A Strong Marriage Is Not a Perfect Marriage, but You Have to Do the Hard to Have the Strong

The drifting effect, at least that’s what I call it. All marriages are prone to it, but strong marriages course correct. Love relationships go through a typical “honeymoon” stage where the feelings of romance and infatuation are high. The chemical release at these stages creates a bonding effect that can even carry over to the early stages of marriage. Your spouse is the best thing since Texas sheet cake—sweet, fulfilling, and delightful. But no person can impress us for that long, and honestly, our own impressiveness diminishes, too. It can be easy and often subtle, for couples to start drifting away from the pursuit of each other and their marriage. Kids may come along, jobs become demanding, or the hustle and hurry quells our energy and attention. At this point, enter the prevailing message from society: You deserve to be happy. If you are no longer happy with him or her, find what makes you happy and move on. 
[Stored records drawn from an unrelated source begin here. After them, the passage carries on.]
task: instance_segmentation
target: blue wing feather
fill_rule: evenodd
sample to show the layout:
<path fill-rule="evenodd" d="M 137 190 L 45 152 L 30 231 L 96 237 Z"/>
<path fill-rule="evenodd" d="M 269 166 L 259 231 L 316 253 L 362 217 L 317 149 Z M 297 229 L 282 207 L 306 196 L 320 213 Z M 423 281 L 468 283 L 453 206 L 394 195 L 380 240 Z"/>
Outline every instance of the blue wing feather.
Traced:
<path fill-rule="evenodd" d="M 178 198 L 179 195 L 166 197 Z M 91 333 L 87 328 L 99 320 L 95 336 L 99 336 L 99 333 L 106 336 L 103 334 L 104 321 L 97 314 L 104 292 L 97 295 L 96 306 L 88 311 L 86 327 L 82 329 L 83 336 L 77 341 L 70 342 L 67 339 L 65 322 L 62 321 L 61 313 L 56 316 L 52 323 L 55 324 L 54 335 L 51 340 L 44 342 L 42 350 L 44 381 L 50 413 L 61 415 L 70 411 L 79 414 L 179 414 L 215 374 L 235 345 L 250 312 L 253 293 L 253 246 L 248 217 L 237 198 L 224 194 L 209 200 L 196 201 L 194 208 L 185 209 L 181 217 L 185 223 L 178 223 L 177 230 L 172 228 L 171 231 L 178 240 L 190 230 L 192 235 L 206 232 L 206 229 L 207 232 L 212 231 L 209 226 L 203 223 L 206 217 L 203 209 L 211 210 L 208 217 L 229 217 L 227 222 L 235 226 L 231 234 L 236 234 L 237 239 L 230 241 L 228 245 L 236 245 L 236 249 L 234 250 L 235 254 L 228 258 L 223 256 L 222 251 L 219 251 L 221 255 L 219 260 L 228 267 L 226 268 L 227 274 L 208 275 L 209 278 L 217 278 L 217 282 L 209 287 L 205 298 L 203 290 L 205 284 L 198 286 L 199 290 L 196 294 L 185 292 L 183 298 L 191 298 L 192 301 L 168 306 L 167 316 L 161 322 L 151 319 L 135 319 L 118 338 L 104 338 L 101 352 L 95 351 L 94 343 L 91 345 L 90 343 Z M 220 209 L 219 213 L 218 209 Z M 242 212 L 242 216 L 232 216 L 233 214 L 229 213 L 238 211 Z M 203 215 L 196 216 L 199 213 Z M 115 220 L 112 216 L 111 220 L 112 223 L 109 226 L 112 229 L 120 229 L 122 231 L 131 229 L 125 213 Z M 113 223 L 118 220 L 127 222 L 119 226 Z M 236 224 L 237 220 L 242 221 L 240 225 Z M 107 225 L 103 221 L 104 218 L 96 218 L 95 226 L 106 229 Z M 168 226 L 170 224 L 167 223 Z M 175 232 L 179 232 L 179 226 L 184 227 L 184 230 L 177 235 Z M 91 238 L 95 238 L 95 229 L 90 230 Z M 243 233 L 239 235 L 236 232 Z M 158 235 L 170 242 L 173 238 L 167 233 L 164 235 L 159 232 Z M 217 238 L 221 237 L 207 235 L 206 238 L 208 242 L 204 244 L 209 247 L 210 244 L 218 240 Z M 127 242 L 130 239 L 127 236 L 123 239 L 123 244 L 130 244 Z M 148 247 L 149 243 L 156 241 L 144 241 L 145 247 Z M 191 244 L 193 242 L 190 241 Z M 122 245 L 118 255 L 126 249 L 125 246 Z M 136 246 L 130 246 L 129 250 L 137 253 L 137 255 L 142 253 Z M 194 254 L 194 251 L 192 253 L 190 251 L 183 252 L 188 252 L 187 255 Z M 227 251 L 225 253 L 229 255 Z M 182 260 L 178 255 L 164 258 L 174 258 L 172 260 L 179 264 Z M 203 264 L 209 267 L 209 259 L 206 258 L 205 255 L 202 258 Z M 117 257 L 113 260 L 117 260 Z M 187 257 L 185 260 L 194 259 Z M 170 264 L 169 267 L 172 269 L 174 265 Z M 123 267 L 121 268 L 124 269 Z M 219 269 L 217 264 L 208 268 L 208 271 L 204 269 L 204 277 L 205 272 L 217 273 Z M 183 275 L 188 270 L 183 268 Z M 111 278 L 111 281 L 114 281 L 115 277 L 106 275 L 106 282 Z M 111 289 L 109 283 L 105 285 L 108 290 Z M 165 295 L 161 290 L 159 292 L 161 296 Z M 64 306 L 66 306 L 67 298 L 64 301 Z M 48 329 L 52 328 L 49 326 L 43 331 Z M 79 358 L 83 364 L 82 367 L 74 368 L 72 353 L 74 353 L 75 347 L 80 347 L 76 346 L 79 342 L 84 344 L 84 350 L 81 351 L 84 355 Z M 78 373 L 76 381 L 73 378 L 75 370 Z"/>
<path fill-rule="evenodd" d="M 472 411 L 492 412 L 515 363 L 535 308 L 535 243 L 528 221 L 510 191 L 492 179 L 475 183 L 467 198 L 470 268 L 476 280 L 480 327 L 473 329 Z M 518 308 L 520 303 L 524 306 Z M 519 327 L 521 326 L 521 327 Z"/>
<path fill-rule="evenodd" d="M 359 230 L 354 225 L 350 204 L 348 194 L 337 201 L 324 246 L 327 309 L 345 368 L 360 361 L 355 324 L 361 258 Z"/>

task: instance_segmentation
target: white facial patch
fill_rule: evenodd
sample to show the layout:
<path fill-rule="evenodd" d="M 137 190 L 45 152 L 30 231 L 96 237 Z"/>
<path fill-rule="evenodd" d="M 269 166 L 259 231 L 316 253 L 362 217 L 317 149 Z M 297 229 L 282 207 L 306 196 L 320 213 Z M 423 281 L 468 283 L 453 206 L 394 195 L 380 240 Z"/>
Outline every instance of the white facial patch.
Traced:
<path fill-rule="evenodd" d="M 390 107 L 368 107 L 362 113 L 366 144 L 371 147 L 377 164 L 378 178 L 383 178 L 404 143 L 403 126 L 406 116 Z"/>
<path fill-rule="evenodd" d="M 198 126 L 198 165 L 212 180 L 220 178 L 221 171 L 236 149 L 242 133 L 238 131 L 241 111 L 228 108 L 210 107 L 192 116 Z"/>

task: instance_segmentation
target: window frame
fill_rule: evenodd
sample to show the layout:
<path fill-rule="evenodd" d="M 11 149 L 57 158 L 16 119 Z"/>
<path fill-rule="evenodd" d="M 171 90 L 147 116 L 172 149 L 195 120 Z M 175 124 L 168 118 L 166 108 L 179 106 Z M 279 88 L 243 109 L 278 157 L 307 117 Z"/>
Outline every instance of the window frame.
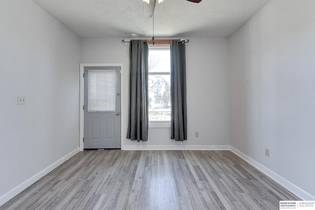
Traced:
<path fill-rule="evenodd" d="M 170 45 L 169 44 L 163 45 L 148 45 L 149 51 L 170 51 Z M 149 72 L 149 75 L 171 75 L 170 69 L 169 72 Z M 149 78 L 148 78 L 149 79 Z M 149 109 L 149 108 L 148 108 Z M 149 120 L 149 127 L 151 128 L 169 128 L 171 127 L 171 120 Z"/>

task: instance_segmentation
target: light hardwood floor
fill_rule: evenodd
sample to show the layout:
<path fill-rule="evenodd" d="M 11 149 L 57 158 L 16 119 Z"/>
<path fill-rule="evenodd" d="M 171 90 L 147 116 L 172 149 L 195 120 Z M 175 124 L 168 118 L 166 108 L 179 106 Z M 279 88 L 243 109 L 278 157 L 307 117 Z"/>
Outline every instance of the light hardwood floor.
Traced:
<path fill-rule="evenodd" d="M 277 210 L 299 200 L 230 151 L 92 150 L 0 210 Z"/>

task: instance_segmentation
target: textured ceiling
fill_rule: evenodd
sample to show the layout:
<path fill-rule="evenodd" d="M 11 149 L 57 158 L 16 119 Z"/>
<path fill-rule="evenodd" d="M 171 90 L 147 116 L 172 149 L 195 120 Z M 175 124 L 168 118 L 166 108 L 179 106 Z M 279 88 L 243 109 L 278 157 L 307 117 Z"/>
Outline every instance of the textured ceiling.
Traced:
<path fill-rule="evenodd" d="M 142 0 L 32 0 L 81 37 L 147 37 L 152 18 Z M 158 37 L 230 35 L 270 0 L 185 0 L 157 3 Z"/>

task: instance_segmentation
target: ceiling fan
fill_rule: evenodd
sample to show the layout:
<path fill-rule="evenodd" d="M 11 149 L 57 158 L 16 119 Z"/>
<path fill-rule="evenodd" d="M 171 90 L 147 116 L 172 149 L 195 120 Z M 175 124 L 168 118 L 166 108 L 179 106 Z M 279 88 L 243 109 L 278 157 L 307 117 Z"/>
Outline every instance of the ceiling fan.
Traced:
<path fill-rule="evenodd" d="M 199 3 L 202 0 L 186 0 L 193 3 Z M 157 1 L 160 3 L 163 0 L 143 0 L 143 14 L 144 17 L 149 18 L 152 17 L 156 8 Z"/>

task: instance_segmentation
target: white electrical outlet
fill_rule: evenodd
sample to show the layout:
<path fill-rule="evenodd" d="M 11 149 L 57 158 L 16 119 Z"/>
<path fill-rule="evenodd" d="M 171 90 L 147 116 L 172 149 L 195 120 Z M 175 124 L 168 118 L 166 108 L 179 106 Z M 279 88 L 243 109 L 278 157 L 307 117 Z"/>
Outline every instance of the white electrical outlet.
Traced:
<path fill-rule="evenodd" d="M 24 96 L 18 96 L 18 105 L 26 104 L 26 98 Z"/>
<path fill-rule="evenodd" d="M 265 155 L 267 156 L 267 157 L 269 156 L 269 149 L 265 148 Z"/>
If we could hit pause at this point in the story, I’d like to offer another perspective. It is common, and most likely inevitable, for marriages to drift off course at times. My marriage is not perfect and neither is yours. But, continuing to drift apart does not have to be the direction you follow. Especially for followers of Jesus, we are called to “fight the good fight of the faith” (1 Timothy 6:12), and this also means fighting for our marriages. Through my imperfection and desire to follow Christ, I want my marriage to be part of my testimony. And I pray that for you, too. Yes, it can be hard work, but it is fulfilling and transforming. Do your very best to finish what you started in your marriage. When problems come and you begin to drift, course correct and fight for your marriage. Get on your knees and pray, see a counselor, and be willing to try. Sometimes the hard part means working on ourselves or even addressing issues with each other, but whatever it is, address it. I see too many couples sit down for marital counseling after they have been drifting apart for a long time. Yes, even these marriages can grow stronger if they both want to do the work, but sometimes the drifting has gone too far. Pay attention to where you are in your marriage. It’s worth fighting for.